E SC 482 Micro-Optoelectromechanical Systems (MOEMS) and Nanophotonics (3)

E SC 482 provides the engineering student with a unifying and multifaceted description of MOEMS and nanophotonics. Students will learn the fundamental principles behind many novel micro- and nanophotonic devices and systems and their practical applications in the fields of communication, sensor and image technology.

The course starts with an overview of the fundamental physics of semiconductors with emphases on silicon, III-V and II-V compound semiconductors due to their important applications in MOEMS and active nanooptoelectronic devices. Semiconductor nanostructures, such as epitaxial grown quantum wells and quantum dots, and chemically synthesized nanowires and collodial nanocrystals will be introduced through discussions on their unique electronic structures carrier transport and excitonic dynamics. In addition to inorganic materials, the structures and critical characteristics of electro-optic and light emitting polymers will also be reviewed for their fast-growing applications in display technology, sensory and information processing systems.

The general principles for the design and operation of MOEMS and nanooptoelectronic devices will be discussed in the frame of geometrical optics, electromagnetic theory, and semiconductor physics. The reflection of light at dielectric interfaces will be reviewed to reveal the critical features of optical waveguide structures and to introduce the concept of surface plasma waves. In-depth descriptions will be given for the interband-and intraband- electron transition and exciton emission process in semiconductor quantum structures. Important instances of applying the "quantum confinement" in nanostructures to tailor their optical and optoelectronic properties will be underscored during the mechanism-analysis of laser diodes, detectors and modulators.
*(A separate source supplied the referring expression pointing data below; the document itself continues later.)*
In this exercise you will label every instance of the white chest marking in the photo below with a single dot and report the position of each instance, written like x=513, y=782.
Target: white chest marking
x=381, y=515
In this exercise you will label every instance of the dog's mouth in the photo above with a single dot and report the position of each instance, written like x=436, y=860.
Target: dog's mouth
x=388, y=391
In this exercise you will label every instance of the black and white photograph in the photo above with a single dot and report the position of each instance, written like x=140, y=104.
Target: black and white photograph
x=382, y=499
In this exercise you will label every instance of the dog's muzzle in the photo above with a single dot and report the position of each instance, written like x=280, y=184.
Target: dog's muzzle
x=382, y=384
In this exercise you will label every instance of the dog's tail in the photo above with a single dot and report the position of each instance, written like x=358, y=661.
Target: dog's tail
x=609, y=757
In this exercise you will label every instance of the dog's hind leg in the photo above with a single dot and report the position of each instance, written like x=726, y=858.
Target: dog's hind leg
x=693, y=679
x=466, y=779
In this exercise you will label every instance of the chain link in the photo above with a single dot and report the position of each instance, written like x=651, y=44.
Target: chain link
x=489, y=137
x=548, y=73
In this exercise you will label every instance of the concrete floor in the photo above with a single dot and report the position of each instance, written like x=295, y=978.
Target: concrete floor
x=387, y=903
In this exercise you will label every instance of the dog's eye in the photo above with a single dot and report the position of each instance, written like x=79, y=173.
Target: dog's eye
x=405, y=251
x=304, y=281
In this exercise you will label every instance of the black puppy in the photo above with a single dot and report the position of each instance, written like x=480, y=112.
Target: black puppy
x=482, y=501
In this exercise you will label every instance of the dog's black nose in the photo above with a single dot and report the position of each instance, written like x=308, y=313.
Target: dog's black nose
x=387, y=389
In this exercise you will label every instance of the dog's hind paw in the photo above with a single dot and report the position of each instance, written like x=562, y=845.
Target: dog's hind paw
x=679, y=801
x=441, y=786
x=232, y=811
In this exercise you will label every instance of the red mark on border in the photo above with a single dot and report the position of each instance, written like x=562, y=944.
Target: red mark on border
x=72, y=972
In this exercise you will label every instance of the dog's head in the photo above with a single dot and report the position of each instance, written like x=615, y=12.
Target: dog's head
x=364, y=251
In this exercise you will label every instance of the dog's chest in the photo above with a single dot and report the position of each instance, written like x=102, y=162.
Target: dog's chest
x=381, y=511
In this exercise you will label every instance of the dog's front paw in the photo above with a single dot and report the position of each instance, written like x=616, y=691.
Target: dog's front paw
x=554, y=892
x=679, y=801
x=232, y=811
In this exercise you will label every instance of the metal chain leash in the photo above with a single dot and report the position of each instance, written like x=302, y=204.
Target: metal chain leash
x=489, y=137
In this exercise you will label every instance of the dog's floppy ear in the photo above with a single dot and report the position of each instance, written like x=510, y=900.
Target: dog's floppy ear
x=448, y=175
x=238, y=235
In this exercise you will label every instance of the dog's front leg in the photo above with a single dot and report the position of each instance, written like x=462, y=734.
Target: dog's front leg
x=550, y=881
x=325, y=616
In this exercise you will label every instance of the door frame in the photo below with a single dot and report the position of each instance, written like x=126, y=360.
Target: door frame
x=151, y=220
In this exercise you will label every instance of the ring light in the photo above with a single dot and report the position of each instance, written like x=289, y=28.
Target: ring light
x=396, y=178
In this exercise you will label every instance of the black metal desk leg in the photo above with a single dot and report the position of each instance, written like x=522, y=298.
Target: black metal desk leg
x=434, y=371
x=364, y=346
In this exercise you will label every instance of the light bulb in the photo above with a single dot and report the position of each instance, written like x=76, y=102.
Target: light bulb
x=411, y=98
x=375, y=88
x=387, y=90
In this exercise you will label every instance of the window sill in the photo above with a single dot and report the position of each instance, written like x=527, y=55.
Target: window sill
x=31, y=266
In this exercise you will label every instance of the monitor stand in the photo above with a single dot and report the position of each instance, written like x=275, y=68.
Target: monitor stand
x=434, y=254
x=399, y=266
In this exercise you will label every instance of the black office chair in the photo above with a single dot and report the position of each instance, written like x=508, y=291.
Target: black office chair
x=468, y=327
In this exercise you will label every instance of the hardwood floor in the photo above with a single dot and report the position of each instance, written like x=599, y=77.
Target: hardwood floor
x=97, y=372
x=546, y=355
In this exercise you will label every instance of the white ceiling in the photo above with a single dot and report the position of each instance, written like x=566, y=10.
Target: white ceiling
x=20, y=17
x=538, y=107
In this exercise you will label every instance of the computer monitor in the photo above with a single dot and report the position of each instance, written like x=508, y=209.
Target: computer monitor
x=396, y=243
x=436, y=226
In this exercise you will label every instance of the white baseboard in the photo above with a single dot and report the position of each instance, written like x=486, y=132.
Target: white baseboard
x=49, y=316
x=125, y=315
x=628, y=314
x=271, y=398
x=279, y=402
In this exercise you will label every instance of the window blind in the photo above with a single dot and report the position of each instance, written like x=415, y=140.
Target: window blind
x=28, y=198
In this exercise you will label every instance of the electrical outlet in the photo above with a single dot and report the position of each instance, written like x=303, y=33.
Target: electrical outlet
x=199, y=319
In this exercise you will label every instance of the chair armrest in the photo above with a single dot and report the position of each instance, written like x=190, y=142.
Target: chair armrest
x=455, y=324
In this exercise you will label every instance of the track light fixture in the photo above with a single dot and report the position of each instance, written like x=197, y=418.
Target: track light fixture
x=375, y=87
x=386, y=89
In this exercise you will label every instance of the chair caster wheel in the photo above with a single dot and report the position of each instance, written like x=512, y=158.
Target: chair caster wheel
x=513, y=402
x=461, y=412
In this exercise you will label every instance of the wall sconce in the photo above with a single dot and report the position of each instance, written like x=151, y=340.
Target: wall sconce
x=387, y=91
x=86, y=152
The new concept of "photonic crystals" will be introduced through the analysis of parallelism between electron transport in semiconductor lattices and light propagation in periodic dielectric media.
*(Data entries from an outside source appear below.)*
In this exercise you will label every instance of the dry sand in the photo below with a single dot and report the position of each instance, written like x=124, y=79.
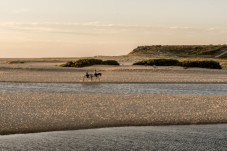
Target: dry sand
x=38, y=112
x=35, y=112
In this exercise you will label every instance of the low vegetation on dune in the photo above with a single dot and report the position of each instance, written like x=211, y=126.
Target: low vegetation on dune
x=158, y=62
x=89, y=62
x=182, y=50
x=202, y=64
x=173, y=62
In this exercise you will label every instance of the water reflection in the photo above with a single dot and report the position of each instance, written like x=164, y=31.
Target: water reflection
x=200, y=89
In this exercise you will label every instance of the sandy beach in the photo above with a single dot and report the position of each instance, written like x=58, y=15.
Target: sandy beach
x=24, y=112
x=50, y=72
x=38, y=112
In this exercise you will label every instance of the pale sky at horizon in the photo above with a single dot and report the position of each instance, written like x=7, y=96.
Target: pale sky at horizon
x=74, y=28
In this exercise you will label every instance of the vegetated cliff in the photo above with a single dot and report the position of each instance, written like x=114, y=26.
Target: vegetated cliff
x=182, y=50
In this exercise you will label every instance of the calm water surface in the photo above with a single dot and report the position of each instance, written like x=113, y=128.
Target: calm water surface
x=199, y=89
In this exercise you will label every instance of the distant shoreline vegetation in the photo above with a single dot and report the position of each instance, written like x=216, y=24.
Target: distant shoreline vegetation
x=173, y=62
x=209, y=51
x=89, y=62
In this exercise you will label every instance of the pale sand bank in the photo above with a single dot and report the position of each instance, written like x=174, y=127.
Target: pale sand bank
x=50, y=73
x=150, y=138
x=37, y=112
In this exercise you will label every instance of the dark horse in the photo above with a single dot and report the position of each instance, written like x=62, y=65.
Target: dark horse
x=97, y=75
x=88, y=76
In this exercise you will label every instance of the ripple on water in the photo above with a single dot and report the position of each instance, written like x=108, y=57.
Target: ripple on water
x=196, y=89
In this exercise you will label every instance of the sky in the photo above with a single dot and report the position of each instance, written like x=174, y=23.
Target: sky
x=76, y=28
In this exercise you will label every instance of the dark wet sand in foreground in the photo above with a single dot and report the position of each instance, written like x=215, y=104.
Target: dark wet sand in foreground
x=38, y=112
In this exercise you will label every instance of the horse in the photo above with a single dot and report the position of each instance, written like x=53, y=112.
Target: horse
x=88, y=76
x=97, y=75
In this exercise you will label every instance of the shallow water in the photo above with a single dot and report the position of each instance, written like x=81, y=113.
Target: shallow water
x=196, y=89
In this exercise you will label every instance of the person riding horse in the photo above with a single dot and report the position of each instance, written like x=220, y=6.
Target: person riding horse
x=97, y=75
x=90, y=76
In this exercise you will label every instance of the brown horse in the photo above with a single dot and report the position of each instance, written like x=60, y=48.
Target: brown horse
x=88, y=76
x=97, y=75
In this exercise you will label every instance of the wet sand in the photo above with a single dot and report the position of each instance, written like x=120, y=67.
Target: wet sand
x=25, y=112
x=193, y=137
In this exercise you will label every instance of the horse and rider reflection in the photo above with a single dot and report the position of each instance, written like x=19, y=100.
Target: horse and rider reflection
x=96, y=75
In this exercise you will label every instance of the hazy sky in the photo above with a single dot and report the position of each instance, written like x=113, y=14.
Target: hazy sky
x=71, y=28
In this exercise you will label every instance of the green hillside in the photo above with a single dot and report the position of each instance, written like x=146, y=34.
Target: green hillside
x=182, y=50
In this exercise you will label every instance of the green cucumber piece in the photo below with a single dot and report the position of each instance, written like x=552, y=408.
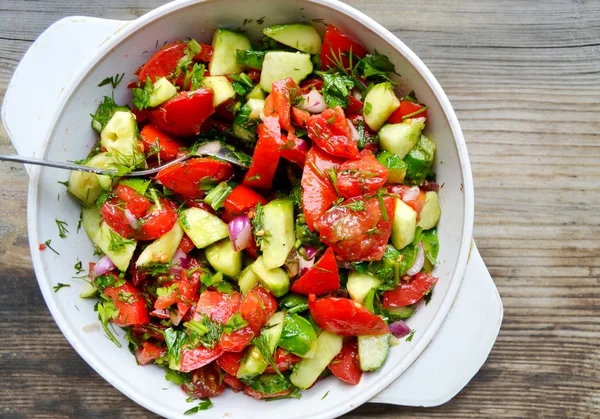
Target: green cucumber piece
x=222, y=89
x=302, y=36
x=431, y=212
x=275, y=280
x=372, y=351
x=162, y=90
x=224, y=259
x=359, y=285
x=308, y=370
x=162, y=249
x=279, y=65
x=226, y=43
x=380, y=103
x=401, y=138
x=404, y=225
x=253, y=362
x=202, y=227
x=298, y=336
x=279, y=239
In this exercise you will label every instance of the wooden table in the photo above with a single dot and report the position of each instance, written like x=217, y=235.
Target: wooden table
x=524, y=78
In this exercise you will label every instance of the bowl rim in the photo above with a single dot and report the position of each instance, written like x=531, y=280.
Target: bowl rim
x=467, y=183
Following a brief survey of the state-of-the-art technologies for the fabrication of MOEMs and nanophotonic devices, the course topics will move to their application examples in the fields of communication, sensor and image technology. For each application example, analysis will be carried out on the design, fabrication, and characterization issues of the involved systems/devices. Their merit-of-performance will be linked to the application practice to illustrate how the introduction of MOEMs/nanophotonic devices advances the technology in each specific field. Important topics to be covered in this part include micromachined lightwave systems, microcavity light emitting devices, fiber based biological nanosensors, nanoparticle enhanced surface plasma resonance sensors, microspectrometers, and digital micromirror device (DMD)-based projection display engine.

General Education: None
Diversity: None
Bachelor of Arts: None
Effective: Summer 2006
Prerequisite: PHYS 212, PHYS 214

Note : Class size, frequency of offering, and evaluation methods will vary by location and instructor. For these details check the specific course syllabus.